Mais l'un des plus grand apports littéraires de ce livre -j'y viens enfin- tient à un procédé que je trouve remarquable, fort réussi et donnant toute sa dimension à l'ouvrage, bien que je sois certain qu'il navrera, agacera ou fera rejeter le livre par d'autres lecteurs; imaginez des motifs syncopés, composés de bribes de conversations de marins, parfois se raccordant, parfois passant là, sans intérêt, ni queue ni tête, et traversés par Dana Hilliot entièrement plongé dans de l'interne, à soliloquer en silence, avec, pour parachever l'étrange narration, des citations, parfois en grec ancien, parfois en anglais je présume, tout ceci se superposant à l'argot de gens de mer et aux débris de chants de marins...très belle et rare technique scripturale !

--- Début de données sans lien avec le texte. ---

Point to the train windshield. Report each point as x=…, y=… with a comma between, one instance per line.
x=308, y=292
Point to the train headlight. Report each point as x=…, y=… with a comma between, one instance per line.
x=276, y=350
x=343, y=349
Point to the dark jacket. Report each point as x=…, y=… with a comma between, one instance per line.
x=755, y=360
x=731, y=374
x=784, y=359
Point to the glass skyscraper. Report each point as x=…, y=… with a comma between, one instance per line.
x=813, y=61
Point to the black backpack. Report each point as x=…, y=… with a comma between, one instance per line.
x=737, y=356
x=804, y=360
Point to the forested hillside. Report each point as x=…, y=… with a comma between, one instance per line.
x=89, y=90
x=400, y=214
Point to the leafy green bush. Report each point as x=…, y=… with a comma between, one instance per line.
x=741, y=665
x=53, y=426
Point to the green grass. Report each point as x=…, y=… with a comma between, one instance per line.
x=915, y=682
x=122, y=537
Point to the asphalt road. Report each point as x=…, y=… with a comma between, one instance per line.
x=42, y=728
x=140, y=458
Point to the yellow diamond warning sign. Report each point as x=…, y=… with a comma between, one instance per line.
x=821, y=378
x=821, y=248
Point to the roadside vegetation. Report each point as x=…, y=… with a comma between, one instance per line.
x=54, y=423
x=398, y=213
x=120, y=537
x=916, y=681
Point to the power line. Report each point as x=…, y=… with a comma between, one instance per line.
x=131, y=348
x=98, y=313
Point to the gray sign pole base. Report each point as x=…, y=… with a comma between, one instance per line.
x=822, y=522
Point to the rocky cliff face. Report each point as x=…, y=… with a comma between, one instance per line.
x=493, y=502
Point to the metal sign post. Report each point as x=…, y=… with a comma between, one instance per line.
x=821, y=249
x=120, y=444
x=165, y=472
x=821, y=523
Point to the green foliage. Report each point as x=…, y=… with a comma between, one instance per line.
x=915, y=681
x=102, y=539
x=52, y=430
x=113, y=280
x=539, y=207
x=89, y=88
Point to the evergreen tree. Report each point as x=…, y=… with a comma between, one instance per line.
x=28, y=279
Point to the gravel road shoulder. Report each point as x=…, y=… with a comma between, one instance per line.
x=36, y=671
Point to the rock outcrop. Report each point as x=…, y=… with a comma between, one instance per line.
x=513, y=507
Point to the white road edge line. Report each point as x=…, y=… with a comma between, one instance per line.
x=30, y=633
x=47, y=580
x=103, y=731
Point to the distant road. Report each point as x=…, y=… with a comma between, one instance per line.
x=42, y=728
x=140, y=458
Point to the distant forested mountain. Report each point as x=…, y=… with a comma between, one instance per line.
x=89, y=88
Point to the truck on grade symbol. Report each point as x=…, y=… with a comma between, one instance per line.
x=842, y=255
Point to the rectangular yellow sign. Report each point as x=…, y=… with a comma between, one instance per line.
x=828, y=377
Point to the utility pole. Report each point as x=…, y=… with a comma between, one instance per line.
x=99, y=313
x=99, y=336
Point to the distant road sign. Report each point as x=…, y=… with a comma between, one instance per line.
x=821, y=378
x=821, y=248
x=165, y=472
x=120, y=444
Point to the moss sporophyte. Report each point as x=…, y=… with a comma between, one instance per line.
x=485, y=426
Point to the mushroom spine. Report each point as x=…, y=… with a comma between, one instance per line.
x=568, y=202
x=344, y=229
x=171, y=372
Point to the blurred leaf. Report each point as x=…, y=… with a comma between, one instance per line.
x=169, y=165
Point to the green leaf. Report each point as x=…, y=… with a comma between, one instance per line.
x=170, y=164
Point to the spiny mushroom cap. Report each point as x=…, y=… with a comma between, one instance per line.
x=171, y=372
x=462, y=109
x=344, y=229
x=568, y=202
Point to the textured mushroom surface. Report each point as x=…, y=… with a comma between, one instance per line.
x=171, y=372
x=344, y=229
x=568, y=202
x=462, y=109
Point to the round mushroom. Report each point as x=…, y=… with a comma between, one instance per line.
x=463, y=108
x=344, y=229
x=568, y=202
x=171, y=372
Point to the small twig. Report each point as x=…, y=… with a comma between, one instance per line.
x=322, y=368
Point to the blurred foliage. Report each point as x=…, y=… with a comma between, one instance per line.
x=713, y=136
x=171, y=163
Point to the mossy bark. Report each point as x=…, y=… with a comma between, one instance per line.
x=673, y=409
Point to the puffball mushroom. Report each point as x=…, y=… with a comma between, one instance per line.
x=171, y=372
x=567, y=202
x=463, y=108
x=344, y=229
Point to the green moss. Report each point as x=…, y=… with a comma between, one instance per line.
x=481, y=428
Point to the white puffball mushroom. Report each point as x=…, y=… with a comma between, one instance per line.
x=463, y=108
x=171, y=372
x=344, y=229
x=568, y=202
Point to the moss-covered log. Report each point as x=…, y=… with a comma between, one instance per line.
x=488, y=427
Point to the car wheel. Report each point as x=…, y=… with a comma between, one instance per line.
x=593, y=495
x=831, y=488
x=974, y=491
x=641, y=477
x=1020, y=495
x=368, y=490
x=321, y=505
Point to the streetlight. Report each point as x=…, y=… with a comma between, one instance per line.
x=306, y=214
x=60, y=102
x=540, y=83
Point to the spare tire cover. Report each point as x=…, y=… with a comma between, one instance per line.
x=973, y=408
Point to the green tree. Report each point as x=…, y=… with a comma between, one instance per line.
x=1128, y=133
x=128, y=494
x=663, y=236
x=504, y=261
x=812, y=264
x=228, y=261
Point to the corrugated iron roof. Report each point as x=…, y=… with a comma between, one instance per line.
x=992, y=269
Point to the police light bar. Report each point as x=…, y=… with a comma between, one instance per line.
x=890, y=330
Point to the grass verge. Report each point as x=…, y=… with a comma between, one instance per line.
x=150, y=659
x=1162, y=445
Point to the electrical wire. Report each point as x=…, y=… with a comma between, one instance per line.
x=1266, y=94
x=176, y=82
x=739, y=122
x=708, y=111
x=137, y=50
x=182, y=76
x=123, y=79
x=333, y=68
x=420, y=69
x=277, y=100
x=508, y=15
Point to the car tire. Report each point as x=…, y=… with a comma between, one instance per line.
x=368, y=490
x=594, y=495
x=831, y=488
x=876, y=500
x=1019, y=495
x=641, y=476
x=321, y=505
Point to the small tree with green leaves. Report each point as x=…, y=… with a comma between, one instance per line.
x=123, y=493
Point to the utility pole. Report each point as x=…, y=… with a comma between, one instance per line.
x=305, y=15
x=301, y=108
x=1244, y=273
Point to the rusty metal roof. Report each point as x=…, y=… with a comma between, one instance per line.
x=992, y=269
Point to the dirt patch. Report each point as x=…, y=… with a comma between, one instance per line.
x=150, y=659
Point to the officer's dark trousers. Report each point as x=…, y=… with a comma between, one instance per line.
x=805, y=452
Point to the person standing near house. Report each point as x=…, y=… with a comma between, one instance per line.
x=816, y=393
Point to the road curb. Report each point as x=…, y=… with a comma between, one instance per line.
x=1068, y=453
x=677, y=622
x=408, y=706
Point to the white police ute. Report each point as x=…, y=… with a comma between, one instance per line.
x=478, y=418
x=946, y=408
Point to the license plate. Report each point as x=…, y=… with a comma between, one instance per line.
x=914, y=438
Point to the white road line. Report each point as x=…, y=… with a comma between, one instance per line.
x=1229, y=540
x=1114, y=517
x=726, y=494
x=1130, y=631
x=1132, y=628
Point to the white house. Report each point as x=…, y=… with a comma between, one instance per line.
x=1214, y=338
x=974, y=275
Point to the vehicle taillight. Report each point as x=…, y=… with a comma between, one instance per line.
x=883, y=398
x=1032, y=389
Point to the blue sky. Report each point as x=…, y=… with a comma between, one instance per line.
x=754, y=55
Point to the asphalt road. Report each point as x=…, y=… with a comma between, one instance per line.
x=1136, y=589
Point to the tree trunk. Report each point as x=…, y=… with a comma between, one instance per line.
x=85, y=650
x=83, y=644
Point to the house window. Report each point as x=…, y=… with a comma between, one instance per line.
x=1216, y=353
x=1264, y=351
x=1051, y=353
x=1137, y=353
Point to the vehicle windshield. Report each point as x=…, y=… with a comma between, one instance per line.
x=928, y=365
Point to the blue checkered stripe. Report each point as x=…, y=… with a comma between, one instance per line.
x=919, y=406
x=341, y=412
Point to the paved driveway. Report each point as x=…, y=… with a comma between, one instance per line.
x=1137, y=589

Le traducteur, comme l'éditeur, très confiants (trop en ce qui me concerne) dans l'érudition du lecteur, ont omis de traduire les citations en grec ancien, tandis qu'il l'ont fait pour celles des autres langues -s'il y a d'autres langues que l'anglais, ce qui est probable mais non certain.
Au grand jeu
"retrouvez l'auteur de la citation", je mise quelques piécettes sur Homère et Eschyle pour le grec ancien, et peut-être Shakespeare, Yeats, Keats, Milton, Melville...
Il faut vraiment que je me procure une édition plus complète, ou plus appropriée en tous cas à mon seuil d'incompétence, lequel s'atteint il est vrai avec une célérité des plus rares.
En conclusion,
Ultramarine ne donne pas l'impression d'un galop d'essai de jeune littérateur en devenir.
Non, vraiment, je reçois
Ultramarine comme un
Lowry de premier plan, c'est, certes, un livre "moindre" qu
"Au-dessous du volcan", mais c'est un roman extrêmement riche, je dirais même généreux en propositions littéraires, et en tous points remarquable.
Il est intrigant, et sans doute vain, de rapprocher le titre du fameux projet que
Lowry, cueilli par la mort, n'a pu mener à bien, et qu'il pensait intituler "The journey that never ends" -
le voyage qui ne finit jamais, et dans lequel
"Au-dessous du volcan" prenait part directe au futur corpus.
En effet, la notion d'outre-mer du titre n'est peut-être pas celle que nous entendons généralement: "outre les mers qui baignent les côtes de notre continent", en somme; mais bel et bien plutôt outre toutes les mers, outre toutes les navigations cumulées, possibles sur notre planète.
Via le voyage marin (via l'élément maritime et le bateau voguant) une sublimation, une quête abstraite en marche.